El Estudio General de Suelos identificó que en Guainía solo hay cuatro clases de suelos; ninguna con capacidad para agricultura o ganadería neta.

  • Clase 6: 47 por ciento. Para forestería de protección y mantenimiento del bosque nativo.
  • Clase 7: 39 por ciento. Solo tiene capacidad para actividades forestales, sin presencia de talas, quemas o actividades agropecuarias.
  • Clase 5: 9,8 por ciento. Distribuida en los paisajes de planicie y valles aluviales con bajas pendientes. Tienen prolongadas inundaciones y encharcamientos, un mal drenaje, fuerte acidez y fertilidad baja, razón por la cual necesitarían de canales y jarillones y aplicar abonos y enmiendas para poder producir programas agroforestales.
  • Clase 8: 2,7 por ciento.

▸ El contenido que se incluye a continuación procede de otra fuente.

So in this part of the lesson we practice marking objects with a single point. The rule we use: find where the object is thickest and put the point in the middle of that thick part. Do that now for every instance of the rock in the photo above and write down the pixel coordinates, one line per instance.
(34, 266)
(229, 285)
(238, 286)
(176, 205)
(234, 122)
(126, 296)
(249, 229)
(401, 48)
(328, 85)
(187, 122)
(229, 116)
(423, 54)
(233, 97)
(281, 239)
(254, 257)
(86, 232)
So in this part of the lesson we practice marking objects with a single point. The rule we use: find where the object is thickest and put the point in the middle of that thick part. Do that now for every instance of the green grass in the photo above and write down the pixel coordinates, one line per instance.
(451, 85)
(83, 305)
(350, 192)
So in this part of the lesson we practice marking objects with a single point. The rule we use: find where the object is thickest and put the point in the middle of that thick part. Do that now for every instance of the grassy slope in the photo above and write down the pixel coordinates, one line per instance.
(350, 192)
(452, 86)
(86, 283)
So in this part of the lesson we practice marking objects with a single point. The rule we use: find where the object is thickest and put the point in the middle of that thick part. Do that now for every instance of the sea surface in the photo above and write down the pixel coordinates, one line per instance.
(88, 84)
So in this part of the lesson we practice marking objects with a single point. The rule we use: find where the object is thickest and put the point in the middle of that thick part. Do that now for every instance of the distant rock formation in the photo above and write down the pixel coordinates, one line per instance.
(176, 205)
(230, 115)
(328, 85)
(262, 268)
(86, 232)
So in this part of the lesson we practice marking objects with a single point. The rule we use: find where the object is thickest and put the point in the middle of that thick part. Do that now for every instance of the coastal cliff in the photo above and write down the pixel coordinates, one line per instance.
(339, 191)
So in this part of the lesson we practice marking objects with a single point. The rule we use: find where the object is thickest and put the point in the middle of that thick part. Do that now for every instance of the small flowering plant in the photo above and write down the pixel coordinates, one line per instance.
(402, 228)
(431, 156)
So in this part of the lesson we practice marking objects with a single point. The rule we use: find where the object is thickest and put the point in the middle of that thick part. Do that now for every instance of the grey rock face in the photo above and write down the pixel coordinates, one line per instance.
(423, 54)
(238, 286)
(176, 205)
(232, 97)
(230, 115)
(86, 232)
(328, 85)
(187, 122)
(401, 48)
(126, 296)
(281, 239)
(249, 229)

Solo para la conservación por la presencia de ecosistemas estratégicos y la vulnerabilidad extrema.

Guainía en datos

  • 7.146.802 hectáreas de extensión (6,26% del territorio nacional).
  • Quinto departamento más extenso del país, después de Amazonas, Vichada, Caquetá y Meta.
  • 1 municipio (Inírida) y 8 corregimientos (Barranco Mina, Cacahual, La Guadalupe, Mapiripana, Morichal (Morichal Nuevo), Paná - Paná, Puerto Colombia y San Felipe).
  • 7 inspecciones de policía.
  • Territorio de transición entre las cuencas del Amazonas y Orinoco.
  • 6 biomas y 33 ecosistemas naturales en 4 millones de hectáreas.
  • Los primeros colonos se asentaron entre 1940 y 1950 en la parte baja del río Guainía, caño Guavirén y zona alta del río Negro.
  • No tuvo colonizaciones fuertes, debido a su menor desarrollo institucional.
  • Declarado como departamento el 4 de junio de 1991.
  • 43 mil habitantes, en su mayoría indígenas.
  • Basa su economía en la extracción de recursos del bosque y las fuentes hídricas.
  • Tiene intercambio o trueque con Venezuela.
  • Caza, pesca, recolección y agricultura es a nivel familiar.
  • Sector público es la principal fuente de generación de empleo e ingresos.
  • Coltán, oro y diamantes, sus riquezas minerales.
  • Cacao, plátano, yuca y maíz, cultivos que predominan.
  • Ganado vacuno y porcino está presente.
  • Artesanías con ají molido, casabe, palo-Brasil, palo-balso, cumare y arcilla.
  • La flor de Inírida, localizada en las sabanas y riberas del río Guaviare, es su máximo emblema.
  • Clima de sabana tropical con húmedo y seco.
  • Temperatura no supera los 27°C.
  • 10 ríos bañan sus tierras: Atabapo, Guaviare, Inírida, Guainía, Negro, Isana, Tomo, Las Viñas, Noncini y Guasacavi.
  • Guainía, Inírida y Atabapo son ríos de aguas negras de origen amazónico y orinoquense, pobres en nutrientes.
  • Guaviare es uno de los ríos de aguas blancas, ricos en recursos hidrobiológicos.
  • Zona irrigada por múltiples caños, generados en época de invierno.